An important aspect of Exploding Cinema shows is the inclusion of live performance. This is one of the elements that give it a connection to the musichall tradition and early cinema history. A section on the performers comprises the second part of this section.
Analysis of film types:
I made a list of the self-descriptors of works extracted from the short texts found in the programmes. These are the nearest we get to a consistent description of each film shown. Often cryptic and sometimes ironic, the captions are written by the programmer of the show who will often view the work, at least in part, before the show, or question the filmmaker as to the movies content.
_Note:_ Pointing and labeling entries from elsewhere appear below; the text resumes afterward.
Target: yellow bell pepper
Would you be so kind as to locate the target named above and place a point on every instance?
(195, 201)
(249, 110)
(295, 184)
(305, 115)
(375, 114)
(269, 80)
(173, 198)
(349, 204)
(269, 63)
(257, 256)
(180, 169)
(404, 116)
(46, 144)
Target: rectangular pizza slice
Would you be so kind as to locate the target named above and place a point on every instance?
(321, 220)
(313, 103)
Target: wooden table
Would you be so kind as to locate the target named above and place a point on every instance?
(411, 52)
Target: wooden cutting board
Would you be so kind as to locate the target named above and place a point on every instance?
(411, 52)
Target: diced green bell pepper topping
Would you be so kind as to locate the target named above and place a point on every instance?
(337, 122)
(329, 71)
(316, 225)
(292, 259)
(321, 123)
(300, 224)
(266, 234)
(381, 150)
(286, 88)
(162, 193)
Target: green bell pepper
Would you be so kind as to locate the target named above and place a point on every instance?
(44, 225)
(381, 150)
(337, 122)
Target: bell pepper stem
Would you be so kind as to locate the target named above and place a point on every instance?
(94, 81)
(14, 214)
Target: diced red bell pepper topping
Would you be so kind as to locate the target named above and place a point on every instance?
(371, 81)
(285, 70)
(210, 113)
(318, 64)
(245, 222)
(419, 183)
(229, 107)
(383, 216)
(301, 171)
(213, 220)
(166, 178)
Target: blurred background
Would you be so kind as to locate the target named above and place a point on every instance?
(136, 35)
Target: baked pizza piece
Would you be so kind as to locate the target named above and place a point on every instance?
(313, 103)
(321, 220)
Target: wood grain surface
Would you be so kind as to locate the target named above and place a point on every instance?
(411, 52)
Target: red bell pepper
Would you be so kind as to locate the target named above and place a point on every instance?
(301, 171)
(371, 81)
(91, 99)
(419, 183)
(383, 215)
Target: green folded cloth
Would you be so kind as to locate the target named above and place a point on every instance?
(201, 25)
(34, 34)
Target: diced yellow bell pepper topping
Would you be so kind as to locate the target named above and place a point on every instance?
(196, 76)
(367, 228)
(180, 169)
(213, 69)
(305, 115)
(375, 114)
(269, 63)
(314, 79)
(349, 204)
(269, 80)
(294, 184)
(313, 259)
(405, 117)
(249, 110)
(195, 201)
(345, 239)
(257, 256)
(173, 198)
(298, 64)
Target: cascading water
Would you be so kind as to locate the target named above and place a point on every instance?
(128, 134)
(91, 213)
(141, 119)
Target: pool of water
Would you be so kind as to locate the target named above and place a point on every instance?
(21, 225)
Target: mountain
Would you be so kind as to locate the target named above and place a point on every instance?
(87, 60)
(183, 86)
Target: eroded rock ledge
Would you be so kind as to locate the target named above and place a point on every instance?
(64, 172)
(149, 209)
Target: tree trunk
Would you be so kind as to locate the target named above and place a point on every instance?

In an estimated 10 - 20% of cases, the captions are based on a written description supplied by the filmmaker.
These descriptors tend to extend and play with the terms of existing cinematic taxonomies. Particularly using labels that are in circulation in the underground dialect. New categories could arise out of a discursive relationship with an audience over time. Presently these self-descriptors rely on the terminology of existing genres but may also be ironic or playful usages.
They indicate a wide range of filmmaking styles and approaches. At the same time we should note that work that falls outside the existing terminology might not find an adequate label. Duncan Reekie's rant poems, with slides or video as counterpoint, do not have an obvious existing cinematic category. Jenet Thomas's digitally animated or collaged narratives with their strange anti-aesthetic hover between kitsch, and a sort of protected naivety. Other works mix genre in innovative ways.
One of the values of Exploding Cinema is exactly this boundary hopping which may seem to negate the utility of this sort of analysis which tends to draw representation back to existing verbal categories. A value of underground films is that they evade normative taxonomic definition. But I would argue that the conventional descriptors need to be at least listed to allow the uncategorisable to be critically appreciated by default or for the linguistic aporia which hover vertiginously around the unnamed to announce the problematic of their inherent tension. A tension that is generated by the lack of symmetry between the world of words and the world of things and their relations.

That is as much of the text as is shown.